How Severity Is Measured
Sleep apnea is diagnosed through a sleep study that counts how many times breathing stops or becomes significantly shallow per hour of sleep. This number is called the apnea-hypopnea index, or AHI. The severity breakdown, based on Harvard Medical School criteria, looks like this:
- Normal: fewer than 5 events per hour
- Mild: 5 to 14 events per hour
- Moderate: 15 to 29 events per hour
- Severe: 30 or more events per hour
Someone with severe sleep apnea may stop breathing 30, 50, or even 90 times every hour they’re asleep. Even mild cases mean the brain is being partially woken at least five times an hour, enough to degrade sleep quality and cause daytime drowsiness over time.
Signs You Might Notice
The tricky part about sleep apnea is that the person affected often doesn’t know it’s happening. The most recognizable signs are loud snoring, gasping or choking sounds during sleep (usually noticed by a partner), and waking up feeling unrefreshed despite a full night in bed. During the day, excessive sleepiness is the most common complaint. You might find yourself dozing off in meetings, struggling to concentrate, or feeling irritable without a clear reason.
Morning headaches, dry mouth upon waking, and frequent nighttime urination are also common. Because these symptoms develop gradually, many people attribute them to stress, aging, or just being a “bad sleeper” rather than recognizing them as signs of a breathing disorder.
Why It Matters Beyond Poor Sleep
Untreated sleep apnea carries serious cardiovascular risks.
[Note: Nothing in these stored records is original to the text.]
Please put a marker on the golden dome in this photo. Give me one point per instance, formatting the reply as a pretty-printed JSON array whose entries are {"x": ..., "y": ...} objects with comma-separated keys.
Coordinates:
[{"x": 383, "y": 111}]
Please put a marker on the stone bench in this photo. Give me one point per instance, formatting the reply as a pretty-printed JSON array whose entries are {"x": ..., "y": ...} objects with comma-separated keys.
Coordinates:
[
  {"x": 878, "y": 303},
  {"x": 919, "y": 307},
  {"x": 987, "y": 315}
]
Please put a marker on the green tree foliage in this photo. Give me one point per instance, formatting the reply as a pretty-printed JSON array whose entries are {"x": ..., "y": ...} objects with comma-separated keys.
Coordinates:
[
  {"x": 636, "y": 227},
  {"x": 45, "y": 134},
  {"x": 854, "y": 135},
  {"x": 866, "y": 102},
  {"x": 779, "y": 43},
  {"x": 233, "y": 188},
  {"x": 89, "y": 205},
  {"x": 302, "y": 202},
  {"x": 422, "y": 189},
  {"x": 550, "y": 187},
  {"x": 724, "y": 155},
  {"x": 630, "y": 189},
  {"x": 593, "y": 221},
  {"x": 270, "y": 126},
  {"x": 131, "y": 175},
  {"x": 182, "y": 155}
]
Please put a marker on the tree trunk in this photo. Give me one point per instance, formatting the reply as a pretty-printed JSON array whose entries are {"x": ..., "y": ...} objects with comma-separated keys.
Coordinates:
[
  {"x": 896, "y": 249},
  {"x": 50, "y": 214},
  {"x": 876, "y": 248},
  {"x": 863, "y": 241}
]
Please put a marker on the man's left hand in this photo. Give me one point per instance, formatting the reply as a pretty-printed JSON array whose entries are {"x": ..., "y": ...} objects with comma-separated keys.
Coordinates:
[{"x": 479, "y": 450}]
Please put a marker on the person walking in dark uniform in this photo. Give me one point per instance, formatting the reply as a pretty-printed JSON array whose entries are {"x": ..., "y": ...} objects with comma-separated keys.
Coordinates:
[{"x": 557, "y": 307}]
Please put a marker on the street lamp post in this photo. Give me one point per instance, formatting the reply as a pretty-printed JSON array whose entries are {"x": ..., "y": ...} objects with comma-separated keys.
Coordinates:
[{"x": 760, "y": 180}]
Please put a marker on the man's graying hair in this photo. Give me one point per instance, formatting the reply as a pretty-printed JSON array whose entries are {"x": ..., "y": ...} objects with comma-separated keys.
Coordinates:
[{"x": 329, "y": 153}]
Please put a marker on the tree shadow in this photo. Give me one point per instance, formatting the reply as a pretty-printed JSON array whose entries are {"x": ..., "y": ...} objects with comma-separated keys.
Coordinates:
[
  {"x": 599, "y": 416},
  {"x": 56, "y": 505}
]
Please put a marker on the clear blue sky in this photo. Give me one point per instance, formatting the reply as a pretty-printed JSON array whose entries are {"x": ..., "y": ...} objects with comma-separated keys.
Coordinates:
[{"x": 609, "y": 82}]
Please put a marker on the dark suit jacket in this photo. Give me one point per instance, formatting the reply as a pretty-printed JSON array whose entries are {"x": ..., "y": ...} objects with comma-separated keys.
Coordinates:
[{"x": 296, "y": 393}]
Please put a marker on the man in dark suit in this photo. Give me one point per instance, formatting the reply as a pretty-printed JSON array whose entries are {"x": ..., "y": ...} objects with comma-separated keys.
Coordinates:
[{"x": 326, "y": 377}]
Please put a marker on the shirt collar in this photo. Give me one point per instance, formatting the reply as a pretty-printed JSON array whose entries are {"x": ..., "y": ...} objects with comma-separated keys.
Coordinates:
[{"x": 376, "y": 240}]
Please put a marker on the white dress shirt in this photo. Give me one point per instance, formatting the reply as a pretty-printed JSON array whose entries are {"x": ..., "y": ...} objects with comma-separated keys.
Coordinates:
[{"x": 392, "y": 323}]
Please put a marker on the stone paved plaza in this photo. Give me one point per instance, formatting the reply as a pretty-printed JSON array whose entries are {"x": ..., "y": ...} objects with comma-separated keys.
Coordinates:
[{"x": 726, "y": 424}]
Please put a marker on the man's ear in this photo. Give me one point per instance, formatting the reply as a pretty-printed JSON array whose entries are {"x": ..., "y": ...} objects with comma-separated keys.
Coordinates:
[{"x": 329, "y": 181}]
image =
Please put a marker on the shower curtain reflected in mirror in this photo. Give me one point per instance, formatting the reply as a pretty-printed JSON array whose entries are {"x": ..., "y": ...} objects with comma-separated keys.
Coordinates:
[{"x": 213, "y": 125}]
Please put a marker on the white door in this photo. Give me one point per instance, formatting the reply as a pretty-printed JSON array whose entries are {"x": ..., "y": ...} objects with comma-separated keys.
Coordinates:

The repeated drops in oxygen and surges of stress hormones that occur with each breathing pause put strain on the heart and blood vessels over months and years. According to a scientific statement from the American Heart Association, OSA prevalence is 40% to 80% among patients with hypertension, heart failure, coronary artery disease, atrial fibrillation, and stroke.
The link to high blood pressure is particularly strong. Between 30% and 50% of people with hypertension also have obstructive sleep apnea, and in people whose blood pressure doesn’t respond well to medication (resistant hypertension), up to 80% may have OSA contributing to the problem. A meta-analysis found that 71% of stroke patients had obstructive sleep apnea. These numbers don’t necessarily mean sleep apnea caused every case, but the overlap is large enough that treating the breathing disorder often improves cardiovascular outcomes.
How It’s Treated
Treatment depends on severity. For mild cases, lifestyle changes alone can make a meaningful difference. Losing weight reduces the tissue bulk around the airway, quitting smoking decreases airway inflammation, and switching from back sleeping to side sleeping can prevent gravity from worsening the collapse.
For moderate to severe cases, the standard treatment is a CPAP (continuous positive airway pressure) machine, which delivers a steady stream of air through a mask to keep the airway open during sleep. It works well when used consistently, but many people struggle with comfort, mask fit, or the sensation of pressurized air. Auto-CPAP devices help by adjusting pressure throughout the night rather than blowing at one constant level. Bilevel devices provide higher pressure when you inhale and lower pressure when you exhale, which some people find more natural.
Oral appliances are another option, particularly for people who can’t tolerate CPAP. These custom-fitted mouthpieces reposition the lower jaw slightly forward to keep the throat open. They’re generally easier to travel with and simpler to use, though CPAP tends to be more effective at fully eliminating breathing events. For select cases where anatomy is the primary issue, surgical options or nerve stimulation devices that activate the tongue muscles during sleep may also be considered.